The predictive value of inotropic reserve in risk stratification of cancer patients with antineoplastic therapy-induced cardiotoxicity — Helena Michalopoulou (2025) | RDL Network
The predictive value of inotropic reserve in risk stratification of cancer patients with antineoplastic therapy-induced cardiotoxicity
Article 2025 en
Authors
HM
Helena Michalopoulou
MK
Maria Kariori
FS
F K Stamatis
Abstract
1 min read
Abstract Background/Introduction The occurrence of cardiotoxicity compromises the prognosis of the oncological patients and blunts the optimal outcome of the antineoplastic treatment. Therefore, when occurring, it is a challenge to evaluate predictive risk stratification markers for morbidity, mortality and cardiotoxicity recovery. Purpose To assess the inotropic reserve of the Left Ventricle for improving the prognosis of patients with established cardiotoxicity. Methods Women with breast cancer and documented chemotherapy-induced cardiotoxicity according to ESC guidelines (LVEF 38±12%) were studied.
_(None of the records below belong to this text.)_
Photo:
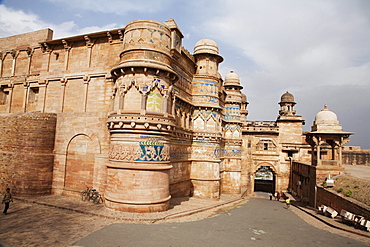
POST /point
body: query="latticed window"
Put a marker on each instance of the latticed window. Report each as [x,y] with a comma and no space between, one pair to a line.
[33,95]
[154,101]
[4,94]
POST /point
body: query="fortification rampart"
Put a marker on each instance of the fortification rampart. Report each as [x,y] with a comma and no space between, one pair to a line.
[26,152]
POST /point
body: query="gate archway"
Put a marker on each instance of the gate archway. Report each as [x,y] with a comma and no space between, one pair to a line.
[265,179]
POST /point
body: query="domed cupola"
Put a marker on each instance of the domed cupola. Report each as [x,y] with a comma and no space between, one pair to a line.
[207,46]
[326,121]
[287,105]
[287,98]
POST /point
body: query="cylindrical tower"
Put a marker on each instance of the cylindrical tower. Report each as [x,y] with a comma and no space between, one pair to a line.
[141,120]
[207,137]
[234,104]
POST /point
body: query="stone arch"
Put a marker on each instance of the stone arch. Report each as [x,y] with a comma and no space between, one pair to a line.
[154,102]
[266,184]
[132,98]
[80,161]
[211,123]
[198,123]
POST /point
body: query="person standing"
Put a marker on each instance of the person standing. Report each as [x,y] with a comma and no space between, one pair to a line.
[6,200]
[270,196]
[287,201]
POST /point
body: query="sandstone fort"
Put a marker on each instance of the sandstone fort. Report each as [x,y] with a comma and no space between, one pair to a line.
[141,119]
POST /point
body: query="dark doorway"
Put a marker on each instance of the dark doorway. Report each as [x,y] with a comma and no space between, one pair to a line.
[264,180]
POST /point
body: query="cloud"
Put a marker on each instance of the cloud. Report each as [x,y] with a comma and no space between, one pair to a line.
[13,22]
[297,41]
[118,7]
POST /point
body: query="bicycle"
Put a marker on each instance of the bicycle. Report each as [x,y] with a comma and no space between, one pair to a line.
[91,194]
[96,197]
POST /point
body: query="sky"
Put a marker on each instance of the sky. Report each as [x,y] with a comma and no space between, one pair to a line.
[318,50]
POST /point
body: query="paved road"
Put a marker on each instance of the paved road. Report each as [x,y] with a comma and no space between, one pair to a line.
[259,222]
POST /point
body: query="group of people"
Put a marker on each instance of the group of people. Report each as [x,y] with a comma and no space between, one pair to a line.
[277,195]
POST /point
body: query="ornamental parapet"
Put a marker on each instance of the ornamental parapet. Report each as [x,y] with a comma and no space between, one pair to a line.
[260,126]
[127,121]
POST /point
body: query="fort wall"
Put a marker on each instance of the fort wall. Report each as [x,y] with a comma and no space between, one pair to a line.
[26,153]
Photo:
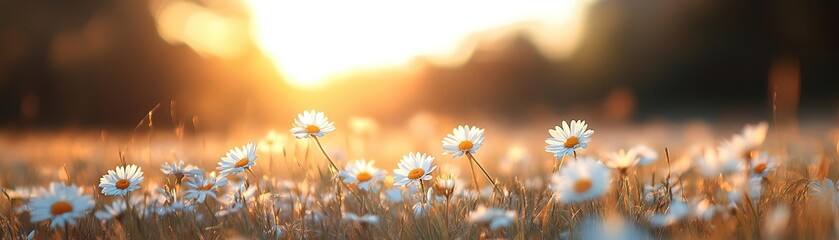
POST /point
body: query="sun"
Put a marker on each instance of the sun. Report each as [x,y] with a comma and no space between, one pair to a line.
[312,42]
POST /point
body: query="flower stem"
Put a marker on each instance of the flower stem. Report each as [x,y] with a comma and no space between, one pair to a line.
[334,168]
[495,186]
[474,176]
[422,194]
All patients were treated with the guidelines -based heart failure treatment. Follow-up of patients recording cardiovascular mortality and hospitalizations was performed for two years. Results One hundred and three patients (age 50±14 years) with cardiovascular events demonstrated a blunted response to dobutamine administration (ΔCO 29±22% vs 46±31%, p < 0.0001). A ΔCO <25% was considered as the cut-off for the inotropic reserve threshold .The cut-off of ΔWMSI for cardiovascular events was considered to be 0.35 with a specificity of 86% and sensitivity of 72% . In multivariate analysis, inotropic reserve HR 7.22 (95% CI 2.3-17.6; p=0.001) and NYHA functional stage HR 8.4 (95% CI 2.7-24.3; p=0.001) were independent predictors of cardiovascular death. At 1.1±0.8 years LVEF improved in 58 % of patients demonstrating the presence of inotropic reserve with ΔWMSI 0.62 predicting resuscitated EF with a specificity of 77% and sensitivity of 73%. Finally, 3 cardiovascular deaths and 22 hospitalizations for heart failure were recorded after 1.4±1.2 years. Conclusion The presence of inotropic reserve contributes to the estimation of the burden of oncological-therapy induced cardiotoxicity and predicts reversibility of cardiac dysfunction in cardio-oncology patients.